On my (admittedly slow) laptop, the conversion from Minizinc to Flatzinc takes about two minutes when targeting Google OR-tools, and the resulting Flatzinc file weighs about 62MB.

I started OR-tools and went for a run. When I came back, it had found the optimal key assignment with a total badness of 149:

letter_keys = array1d(1..26, [0, 1, 0, 1, 2, 1, 2, 3, 4, 1, 0, 5, 2, 6, 5, 4, 6, 4, 7, 3, 7, 3, 6, 5, 0, 7]);

which corresponds to

```
acky bdfj egm htv ipr lox nqw suz
```

– so there you go; the least annoying T9 keyboard for Simple English!

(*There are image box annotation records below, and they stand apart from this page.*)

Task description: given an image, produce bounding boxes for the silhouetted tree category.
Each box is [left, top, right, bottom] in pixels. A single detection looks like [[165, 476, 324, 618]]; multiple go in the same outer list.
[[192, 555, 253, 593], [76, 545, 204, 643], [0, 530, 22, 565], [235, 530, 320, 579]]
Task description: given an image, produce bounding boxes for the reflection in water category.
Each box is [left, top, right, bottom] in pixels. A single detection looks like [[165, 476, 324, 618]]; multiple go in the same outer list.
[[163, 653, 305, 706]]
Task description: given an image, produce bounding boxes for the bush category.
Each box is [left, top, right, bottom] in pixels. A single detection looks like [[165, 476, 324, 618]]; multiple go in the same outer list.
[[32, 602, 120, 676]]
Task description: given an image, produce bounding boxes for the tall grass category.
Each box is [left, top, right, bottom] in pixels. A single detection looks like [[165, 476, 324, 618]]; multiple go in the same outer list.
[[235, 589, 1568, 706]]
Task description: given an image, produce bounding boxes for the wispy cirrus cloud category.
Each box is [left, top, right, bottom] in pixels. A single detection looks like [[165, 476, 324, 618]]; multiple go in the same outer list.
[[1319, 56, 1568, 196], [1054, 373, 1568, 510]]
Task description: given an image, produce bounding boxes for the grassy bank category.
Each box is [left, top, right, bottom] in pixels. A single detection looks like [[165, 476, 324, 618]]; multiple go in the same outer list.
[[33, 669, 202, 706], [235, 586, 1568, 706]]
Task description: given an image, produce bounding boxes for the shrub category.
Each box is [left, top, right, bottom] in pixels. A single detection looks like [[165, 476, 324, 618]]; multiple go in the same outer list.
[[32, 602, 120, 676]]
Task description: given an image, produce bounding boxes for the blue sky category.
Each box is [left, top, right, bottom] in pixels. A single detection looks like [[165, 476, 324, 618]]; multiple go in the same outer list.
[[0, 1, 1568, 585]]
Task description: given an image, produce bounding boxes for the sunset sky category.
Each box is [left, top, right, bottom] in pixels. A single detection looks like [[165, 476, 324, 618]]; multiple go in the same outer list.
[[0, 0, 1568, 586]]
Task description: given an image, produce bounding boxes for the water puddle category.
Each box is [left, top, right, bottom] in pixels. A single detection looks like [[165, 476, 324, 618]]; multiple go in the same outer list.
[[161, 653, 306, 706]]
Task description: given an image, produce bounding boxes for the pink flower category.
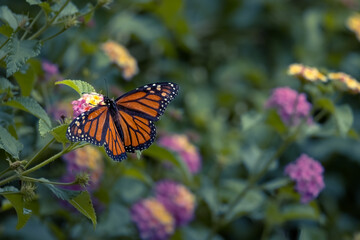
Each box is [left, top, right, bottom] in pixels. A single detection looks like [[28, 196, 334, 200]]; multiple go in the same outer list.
[[265, 87, 312, 126], [285, 154, 325, 203], [155, 180, 195, 226], [159, 134, 201, 174], [131, 198, 175, 240]]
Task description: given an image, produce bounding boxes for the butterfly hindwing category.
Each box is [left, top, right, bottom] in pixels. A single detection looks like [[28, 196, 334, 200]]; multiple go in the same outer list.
[[66, 105, 126, 161]]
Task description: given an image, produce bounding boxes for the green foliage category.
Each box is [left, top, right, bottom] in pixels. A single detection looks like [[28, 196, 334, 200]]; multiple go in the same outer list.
[[55, 80, 96, 96]]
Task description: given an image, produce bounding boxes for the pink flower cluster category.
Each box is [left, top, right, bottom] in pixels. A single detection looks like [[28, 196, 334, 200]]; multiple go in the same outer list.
[[285, 154, 325, 203], [265, 87, 312, 126], [71, 93, 104, 118], [158, 134, 201, 174], [131, 180, 195, 240]]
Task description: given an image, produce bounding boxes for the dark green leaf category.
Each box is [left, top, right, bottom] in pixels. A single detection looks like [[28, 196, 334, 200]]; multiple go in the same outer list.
[[0, 126, 24, 159], [144, 144, 192, 182], [55, 80, 96, 96], [3, 97, 51, 127], [69, 191, 96, 228], [3, 193, 32, 230], [334, 105, 354, 137], [41, 178, 81, 201], [50, 124, 69, 143], [5, 36, 41, 77]]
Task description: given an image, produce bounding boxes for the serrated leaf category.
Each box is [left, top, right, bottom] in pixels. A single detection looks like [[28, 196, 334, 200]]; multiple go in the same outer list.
[[3, 97, 51, 128], [26, 0, 41, 5], [143, 145, 192, 182], [50, 124, 69, 143], [5, 36, 41, 77], [41, 178, 81, 201], [0, 77, 14, 92], [334, 105, 354, 137], [39, 119, 51, 137], [52, 0, 79, 22], [55, 80, 96, 96], [2, 193, 32, 230], [0, 6, 19, 30], [0, 126, 24, 159], [14, 63, 36, 97], [69, 191, 96, 228]]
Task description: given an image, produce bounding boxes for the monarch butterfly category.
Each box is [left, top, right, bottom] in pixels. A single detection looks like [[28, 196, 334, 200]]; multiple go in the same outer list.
[[66, 83, 179, 161]]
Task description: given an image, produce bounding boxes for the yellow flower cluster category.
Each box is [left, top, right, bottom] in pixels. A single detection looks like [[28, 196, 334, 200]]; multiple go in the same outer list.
[[328, 72, 360, 93], [346, 13, 360, 41], [288, 63, 327, 82], [102, 41, 139, 80]]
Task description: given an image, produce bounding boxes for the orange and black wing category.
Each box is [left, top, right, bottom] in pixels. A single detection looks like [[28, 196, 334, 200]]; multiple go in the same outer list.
[[115, 83, 179, 152], [66, 105, 126, 161]]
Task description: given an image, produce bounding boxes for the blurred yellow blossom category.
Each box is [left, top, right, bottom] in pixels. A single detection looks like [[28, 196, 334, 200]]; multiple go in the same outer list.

Our layout still suffers from nine textonyms:

```
32 its its # LOL, I guess this one's unavoidable
26 told hold
19 along alone
14 wife wide
13 are arm
13 fire firm
11 here term
11 fall ball
10 from film
```

But that’s nothing compared to the traditional alphabetic ordering, which has 46 textonyms for a total badness of 1998:

```
222 he if
222 on no
153 there these
144 them then
121 of me
103 in go
93 or mr
90 up us
62 good home
50 was war
45 might night
34 line kind
33 work york
32 its its
31 have gave
30 any boy
30 seem seen
29 an am
28 go im
28 in im
27 part past
25 say pay
22 but cut
22 case care
21 they view
20 good gone
20 home gone
20 room soon
18 see red
17 move note
16 done food
16 find fine
14 hand game
14 said paid
14 wall walk
14 wife wide
13 dont foot
13 got hot
13 law lay
12 alone blood
12 bed add
11 call ball
11 needs offer
11 purpose suppose
11 reason season
11 run sun
```

Man, remember on/no and of/me? I always hated those two.

The word list, along with a Python file that will generate the complete Minizinc source is available at github.com/skosch/t9_improved.